For more information, see Predictive models in Inference operator and model lifecycle.
Running Foundry Local on multiple nodes
Foundry Local enabled by Azure Arc supports deployment on multinode Kubernetes clusters. This architecture extends AI inference beyond single-node setups and supports production-scale deployments. As an Azure Arc extension, Foundry Local installs on Azure Arc-enabled Kubernetes clusters and uses a Kubernetes-native operator to manage model lifecycle operations across nodes, including model caching, deployment, and serving. You can deploy multiple AI models at the same time, and each model workload is scheduled to a node that meets its CPU, memory, and GPU requirements. The operator uses standard Kubernetes scheduling controls, including resource requests and limits, node selectors, and affinity rules. This approach supports heterogeneous clusters where some nodes are CPU-only and others are GPU-capable.

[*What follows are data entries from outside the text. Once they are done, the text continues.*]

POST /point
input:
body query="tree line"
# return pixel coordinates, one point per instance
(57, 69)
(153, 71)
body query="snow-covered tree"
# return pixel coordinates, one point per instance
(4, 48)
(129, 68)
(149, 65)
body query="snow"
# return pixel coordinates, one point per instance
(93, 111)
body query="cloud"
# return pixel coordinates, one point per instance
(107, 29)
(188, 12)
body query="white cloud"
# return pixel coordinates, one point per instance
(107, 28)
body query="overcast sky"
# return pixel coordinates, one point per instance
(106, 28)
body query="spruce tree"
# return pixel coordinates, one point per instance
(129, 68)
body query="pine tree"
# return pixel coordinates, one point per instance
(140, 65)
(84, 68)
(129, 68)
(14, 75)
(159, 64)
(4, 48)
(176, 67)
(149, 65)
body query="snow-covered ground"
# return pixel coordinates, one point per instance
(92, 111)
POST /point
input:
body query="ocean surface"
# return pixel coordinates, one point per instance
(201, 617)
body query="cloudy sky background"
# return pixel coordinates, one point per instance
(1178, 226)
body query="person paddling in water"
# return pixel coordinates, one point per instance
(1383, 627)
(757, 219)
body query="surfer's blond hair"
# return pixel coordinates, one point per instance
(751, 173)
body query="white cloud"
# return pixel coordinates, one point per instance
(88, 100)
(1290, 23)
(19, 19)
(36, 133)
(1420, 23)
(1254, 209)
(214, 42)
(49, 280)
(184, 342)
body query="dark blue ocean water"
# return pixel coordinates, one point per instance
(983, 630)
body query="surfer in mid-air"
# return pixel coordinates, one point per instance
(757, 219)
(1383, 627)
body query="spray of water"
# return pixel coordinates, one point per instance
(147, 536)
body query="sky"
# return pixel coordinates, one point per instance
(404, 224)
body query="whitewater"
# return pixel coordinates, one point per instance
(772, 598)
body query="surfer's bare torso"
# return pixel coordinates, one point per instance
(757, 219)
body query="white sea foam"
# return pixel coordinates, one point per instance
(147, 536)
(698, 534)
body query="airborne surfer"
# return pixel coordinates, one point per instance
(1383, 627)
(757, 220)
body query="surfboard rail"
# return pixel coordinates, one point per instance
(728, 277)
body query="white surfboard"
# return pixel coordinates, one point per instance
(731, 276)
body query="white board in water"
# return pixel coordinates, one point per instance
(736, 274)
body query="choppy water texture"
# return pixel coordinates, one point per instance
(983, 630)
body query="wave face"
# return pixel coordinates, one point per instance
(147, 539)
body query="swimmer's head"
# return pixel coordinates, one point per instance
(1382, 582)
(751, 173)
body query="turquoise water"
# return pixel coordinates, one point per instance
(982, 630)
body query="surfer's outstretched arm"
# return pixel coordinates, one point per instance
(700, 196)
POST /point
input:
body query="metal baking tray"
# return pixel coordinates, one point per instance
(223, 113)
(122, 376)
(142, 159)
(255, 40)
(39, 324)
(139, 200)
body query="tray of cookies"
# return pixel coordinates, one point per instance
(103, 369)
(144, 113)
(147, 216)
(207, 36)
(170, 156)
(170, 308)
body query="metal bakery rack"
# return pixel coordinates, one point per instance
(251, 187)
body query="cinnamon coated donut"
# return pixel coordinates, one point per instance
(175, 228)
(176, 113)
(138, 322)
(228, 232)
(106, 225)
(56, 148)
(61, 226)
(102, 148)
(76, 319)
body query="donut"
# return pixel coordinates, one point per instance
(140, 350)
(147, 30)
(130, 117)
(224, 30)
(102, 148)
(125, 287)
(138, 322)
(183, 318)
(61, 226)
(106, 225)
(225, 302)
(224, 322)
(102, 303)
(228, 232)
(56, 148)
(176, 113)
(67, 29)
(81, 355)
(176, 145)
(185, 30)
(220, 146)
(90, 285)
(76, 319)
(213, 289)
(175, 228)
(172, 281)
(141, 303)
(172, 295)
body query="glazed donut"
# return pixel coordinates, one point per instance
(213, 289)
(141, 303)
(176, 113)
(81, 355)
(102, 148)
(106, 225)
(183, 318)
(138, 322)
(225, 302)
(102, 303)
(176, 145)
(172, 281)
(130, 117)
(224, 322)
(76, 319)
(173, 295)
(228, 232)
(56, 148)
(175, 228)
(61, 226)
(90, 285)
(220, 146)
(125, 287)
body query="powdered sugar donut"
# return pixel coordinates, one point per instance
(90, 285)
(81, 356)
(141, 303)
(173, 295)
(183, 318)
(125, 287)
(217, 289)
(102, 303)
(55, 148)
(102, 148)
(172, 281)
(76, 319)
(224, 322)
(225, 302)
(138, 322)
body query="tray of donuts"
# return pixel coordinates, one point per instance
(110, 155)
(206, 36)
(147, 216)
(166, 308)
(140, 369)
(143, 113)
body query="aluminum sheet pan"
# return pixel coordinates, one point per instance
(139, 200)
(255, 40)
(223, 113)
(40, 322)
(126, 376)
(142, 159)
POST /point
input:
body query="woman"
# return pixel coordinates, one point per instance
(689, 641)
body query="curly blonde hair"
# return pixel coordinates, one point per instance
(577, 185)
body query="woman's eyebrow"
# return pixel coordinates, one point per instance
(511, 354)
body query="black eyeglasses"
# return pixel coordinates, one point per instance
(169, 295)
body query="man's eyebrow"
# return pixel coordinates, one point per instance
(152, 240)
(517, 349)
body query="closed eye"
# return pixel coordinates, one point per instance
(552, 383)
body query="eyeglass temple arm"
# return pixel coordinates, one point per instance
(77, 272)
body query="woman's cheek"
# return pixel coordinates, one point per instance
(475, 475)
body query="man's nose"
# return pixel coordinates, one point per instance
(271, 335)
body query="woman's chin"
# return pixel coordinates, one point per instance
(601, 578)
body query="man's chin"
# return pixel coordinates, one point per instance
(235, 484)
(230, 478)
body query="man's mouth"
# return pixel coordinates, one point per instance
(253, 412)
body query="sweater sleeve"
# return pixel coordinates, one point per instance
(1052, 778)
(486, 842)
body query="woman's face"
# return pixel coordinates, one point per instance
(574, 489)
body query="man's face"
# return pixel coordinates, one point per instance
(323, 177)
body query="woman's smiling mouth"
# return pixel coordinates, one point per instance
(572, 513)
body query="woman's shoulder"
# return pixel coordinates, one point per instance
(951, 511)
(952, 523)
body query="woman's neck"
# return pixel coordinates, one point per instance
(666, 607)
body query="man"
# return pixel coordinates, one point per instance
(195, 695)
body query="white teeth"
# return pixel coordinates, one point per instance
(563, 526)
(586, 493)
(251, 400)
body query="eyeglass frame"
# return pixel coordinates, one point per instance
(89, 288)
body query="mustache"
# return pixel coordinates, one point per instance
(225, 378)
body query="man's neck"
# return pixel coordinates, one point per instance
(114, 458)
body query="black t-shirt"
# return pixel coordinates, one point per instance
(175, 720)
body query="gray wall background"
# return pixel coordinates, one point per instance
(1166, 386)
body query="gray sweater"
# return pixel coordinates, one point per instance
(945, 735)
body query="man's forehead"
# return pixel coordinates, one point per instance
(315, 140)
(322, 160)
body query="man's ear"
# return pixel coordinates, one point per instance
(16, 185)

The platform supports both generative AI and predictive inference under one operational model. For GPU-based models, the system validates GPU resource limits and schedules workloads to GPU-capable nodes. CPU-based models are scheduled to nodes with sufficient CPU and memory capacity. This cluster-aware scheduling model lets organizations scale inference capacity by adding nodes to the cluster.